Swiss, Italian - Religion and Expressive Culture



Religious Beliefs. In the Swiss Italian region there was space for an autonomous, anarchistic, esoteric monte verità. Newspapers give a good view of popular beliefs, as they are full of advertisements by fortune-tellers, therapists, and problem solvers. Officially, most Swiss Italians are Catholic. Archaeological remains from graves provide evidence of Etruscan, Celtic, Gallic, and Roman customs and goddesses. The Swiss Italians were Christianized already in the fourth century and some villages still celebrate Ambrosian rites. In the alpine valleys (Leventina, Bienio) people were Christianized from the north. During the Reformation, Italian refugees were accepted in Mesolcina, Bregaglia, Poschiavo, and Locarno. As the Grigioni Italiano were under foreign domination, the Reformation could develop freely but it did not have a lasting influence. Catholic Ticino was influenced considerably by the Catholic Swiss cantons, which by law prohibited the Reformed church from remaining in dominated areas. Until the formal separation of church and state, the population was under the control of the churches and monasteries. Recently, many monasteries and community churches have been abandoned because of a shortage of priests. Italian priests are often found in the valleys.

Arts. The cultural (linguistic, intellectual, architectural, art-historical, and artistic) center of Swiss Italy lies in Italy (Milan). The sculptor Giacometti from Bregaglia (Stampa), who was known locally, had to exhibit first in Paris and Milan before he was recognized in Ticino. The same can be said of Brignoni, the artist and ethnographic collector. Swiss Italian literature emphasizes regional culture and identity. There are regional programs for theater, music, and arts education. There is no Swiss Italian university (four American universities around Lugano and business centers in nearby Lombardia were recently opened).

In the last thirty years nearly every valley has opened a local ethnographic museum. Many of the objects are also sold as souvenirs: wooden backpacks ( gerla); copper pots; bast-covered chairs; pergolas, peperonis, and maïs of plastic; open wooden shoes ( zoccoli); and special mugs ( boccalino ).

Medicine. Because of the climate, a growing segment of the economy focuses on the construction of private hospitals and old-age homes. At the beginning of the century hospitals for the treatment of tuberculosis were famous. Because of a lack of confidence in modern medicine, there is a movement among the middle class toward traditional methods of healing. Traditional knowledge about medical plants and healers is being studied. Modern medicine is still regularly used for major health problems.

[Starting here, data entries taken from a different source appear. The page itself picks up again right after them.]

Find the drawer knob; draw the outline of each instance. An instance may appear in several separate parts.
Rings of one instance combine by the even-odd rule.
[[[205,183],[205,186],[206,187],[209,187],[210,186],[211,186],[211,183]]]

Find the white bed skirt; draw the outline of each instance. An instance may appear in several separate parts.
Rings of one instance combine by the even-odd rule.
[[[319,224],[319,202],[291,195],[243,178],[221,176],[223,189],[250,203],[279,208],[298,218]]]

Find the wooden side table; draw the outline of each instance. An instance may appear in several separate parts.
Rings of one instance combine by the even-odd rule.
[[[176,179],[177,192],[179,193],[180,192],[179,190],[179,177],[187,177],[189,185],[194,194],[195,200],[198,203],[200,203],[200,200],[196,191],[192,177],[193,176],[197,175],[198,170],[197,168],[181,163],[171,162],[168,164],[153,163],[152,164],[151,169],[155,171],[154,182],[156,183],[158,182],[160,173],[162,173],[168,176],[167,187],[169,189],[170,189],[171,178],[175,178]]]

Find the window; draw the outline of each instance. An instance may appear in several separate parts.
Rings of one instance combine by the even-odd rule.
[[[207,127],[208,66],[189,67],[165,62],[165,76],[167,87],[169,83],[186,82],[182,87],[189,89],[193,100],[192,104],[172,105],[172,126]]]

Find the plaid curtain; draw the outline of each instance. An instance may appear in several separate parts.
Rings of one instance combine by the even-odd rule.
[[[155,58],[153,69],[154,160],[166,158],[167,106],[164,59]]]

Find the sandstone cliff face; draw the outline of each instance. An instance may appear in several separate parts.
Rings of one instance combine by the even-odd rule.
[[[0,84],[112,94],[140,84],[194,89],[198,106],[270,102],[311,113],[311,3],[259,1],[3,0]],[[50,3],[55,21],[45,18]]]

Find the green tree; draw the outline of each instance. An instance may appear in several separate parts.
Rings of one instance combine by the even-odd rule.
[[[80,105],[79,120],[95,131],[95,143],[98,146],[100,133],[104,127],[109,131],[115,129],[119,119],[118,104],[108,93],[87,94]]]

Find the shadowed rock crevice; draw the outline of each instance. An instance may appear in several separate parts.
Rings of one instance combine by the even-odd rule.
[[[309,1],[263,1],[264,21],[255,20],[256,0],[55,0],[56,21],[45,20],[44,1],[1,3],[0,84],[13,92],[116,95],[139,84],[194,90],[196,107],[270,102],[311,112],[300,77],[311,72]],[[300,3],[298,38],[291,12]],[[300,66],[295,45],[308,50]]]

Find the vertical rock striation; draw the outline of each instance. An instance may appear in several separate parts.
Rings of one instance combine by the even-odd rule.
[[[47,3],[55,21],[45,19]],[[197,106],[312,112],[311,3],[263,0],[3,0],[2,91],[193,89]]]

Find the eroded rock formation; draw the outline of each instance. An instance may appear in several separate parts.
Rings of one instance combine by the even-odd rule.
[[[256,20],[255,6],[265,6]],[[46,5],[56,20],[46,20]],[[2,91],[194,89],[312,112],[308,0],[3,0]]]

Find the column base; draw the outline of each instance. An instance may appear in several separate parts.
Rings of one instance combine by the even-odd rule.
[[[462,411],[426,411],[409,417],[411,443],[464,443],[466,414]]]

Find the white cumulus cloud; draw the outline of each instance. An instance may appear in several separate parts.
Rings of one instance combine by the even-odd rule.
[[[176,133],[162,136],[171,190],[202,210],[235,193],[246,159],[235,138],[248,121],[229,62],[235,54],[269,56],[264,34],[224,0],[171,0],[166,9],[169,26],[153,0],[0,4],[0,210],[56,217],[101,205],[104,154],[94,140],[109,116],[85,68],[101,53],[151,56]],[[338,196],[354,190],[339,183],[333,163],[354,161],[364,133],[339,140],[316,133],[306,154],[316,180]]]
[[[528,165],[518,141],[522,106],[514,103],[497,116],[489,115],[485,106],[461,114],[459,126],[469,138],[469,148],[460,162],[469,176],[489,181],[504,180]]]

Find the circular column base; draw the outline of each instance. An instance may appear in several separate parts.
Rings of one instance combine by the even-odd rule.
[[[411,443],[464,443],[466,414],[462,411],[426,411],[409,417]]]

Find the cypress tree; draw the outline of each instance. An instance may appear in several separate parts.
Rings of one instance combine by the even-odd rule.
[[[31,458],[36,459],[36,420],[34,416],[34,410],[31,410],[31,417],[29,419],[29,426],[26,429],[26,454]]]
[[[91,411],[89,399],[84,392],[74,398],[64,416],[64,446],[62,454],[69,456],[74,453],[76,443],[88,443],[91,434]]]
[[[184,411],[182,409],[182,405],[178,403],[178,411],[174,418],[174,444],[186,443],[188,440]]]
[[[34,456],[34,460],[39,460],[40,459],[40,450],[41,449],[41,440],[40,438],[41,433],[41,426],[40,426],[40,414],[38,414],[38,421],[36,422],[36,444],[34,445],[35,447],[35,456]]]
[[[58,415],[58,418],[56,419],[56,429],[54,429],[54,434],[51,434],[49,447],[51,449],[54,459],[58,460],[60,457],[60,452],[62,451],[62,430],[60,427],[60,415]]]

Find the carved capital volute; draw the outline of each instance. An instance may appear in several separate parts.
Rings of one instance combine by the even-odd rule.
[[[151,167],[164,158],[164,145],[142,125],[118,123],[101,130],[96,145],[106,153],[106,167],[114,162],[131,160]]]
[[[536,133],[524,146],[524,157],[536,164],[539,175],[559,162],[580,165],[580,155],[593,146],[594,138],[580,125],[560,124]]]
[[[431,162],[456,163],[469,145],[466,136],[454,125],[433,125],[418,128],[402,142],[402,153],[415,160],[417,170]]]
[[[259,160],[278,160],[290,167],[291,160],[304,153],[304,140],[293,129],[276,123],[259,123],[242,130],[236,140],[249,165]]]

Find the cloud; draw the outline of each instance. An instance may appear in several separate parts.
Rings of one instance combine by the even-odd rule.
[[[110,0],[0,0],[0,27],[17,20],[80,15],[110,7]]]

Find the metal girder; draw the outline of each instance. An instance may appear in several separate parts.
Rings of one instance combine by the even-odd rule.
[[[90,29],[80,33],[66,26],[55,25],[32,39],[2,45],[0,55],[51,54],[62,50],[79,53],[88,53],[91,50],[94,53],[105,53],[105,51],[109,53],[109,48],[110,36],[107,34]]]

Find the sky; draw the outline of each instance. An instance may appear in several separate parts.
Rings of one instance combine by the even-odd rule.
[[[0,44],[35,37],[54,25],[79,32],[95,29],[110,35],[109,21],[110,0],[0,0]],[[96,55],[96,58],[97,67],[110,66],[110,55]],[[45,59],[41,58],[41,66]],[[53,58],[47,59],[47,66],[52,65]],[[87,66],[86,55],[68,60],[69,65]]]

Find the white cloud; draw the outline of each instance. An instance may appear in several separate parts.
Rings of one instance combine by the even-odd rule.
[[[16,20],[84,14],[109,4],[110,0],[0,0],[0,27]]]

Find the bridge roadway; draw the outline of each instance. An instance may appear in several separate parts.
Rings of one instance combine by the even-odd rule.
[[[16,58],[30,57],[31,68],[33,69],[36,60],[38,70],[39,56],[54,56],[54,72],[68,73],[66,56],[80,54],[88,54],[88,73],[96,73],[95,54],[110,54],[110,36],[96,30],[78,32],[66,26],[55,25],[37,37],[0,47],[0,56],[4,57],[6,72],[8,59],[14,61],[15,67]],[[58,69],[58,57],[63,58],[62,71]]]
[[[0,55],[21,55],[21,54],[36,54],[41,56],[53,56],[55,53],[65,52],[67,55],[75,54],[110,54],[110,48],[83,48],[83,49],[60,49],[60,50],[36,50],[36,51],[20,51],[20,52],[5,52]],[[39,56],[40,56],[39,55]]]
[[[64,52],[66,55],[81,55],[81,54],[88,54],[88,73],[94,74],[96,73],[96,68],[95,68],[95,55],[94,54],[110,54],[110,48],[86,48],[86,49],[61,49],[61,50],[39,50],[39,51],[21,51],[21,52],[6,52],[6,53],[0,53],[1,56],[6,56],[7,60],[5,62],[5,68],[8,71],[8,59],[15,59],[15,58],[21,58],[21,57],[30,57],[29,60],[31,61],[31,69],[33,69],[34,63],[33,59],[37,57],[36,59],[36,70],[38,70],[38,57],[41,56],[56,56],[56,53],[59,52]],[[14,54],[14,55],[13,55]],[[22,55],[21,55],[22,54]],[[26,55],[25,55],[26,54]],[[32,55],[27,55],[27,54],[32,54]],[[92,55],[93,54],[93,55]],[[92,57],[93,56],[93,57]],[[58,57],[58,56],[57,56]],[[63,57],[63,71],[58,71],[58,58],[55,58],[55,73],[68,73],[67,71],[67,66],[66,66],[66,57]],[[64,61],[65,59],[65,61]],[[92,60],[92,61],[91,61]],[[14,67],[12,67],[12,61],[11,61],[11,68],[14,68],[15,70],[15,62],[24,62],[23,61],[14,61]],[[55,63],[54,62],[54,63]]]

Death and Afterlife. Beliefs about the afterlife are shaped by the Christian tradition. In villages today the deceased are no longer kept at home until the funeral, and wakes are less common. A community room is now used for this purpose. At funerals the church is more or less filled, depending on the public status of the dead. At times there is a "fanfare" played. After the service the procession goes to the churchyard, where the last prayers and rites take place. The churchyard is built at the edge of the village and protected by walls. The burial places show differences depending on traditional, Economic, political, and social status.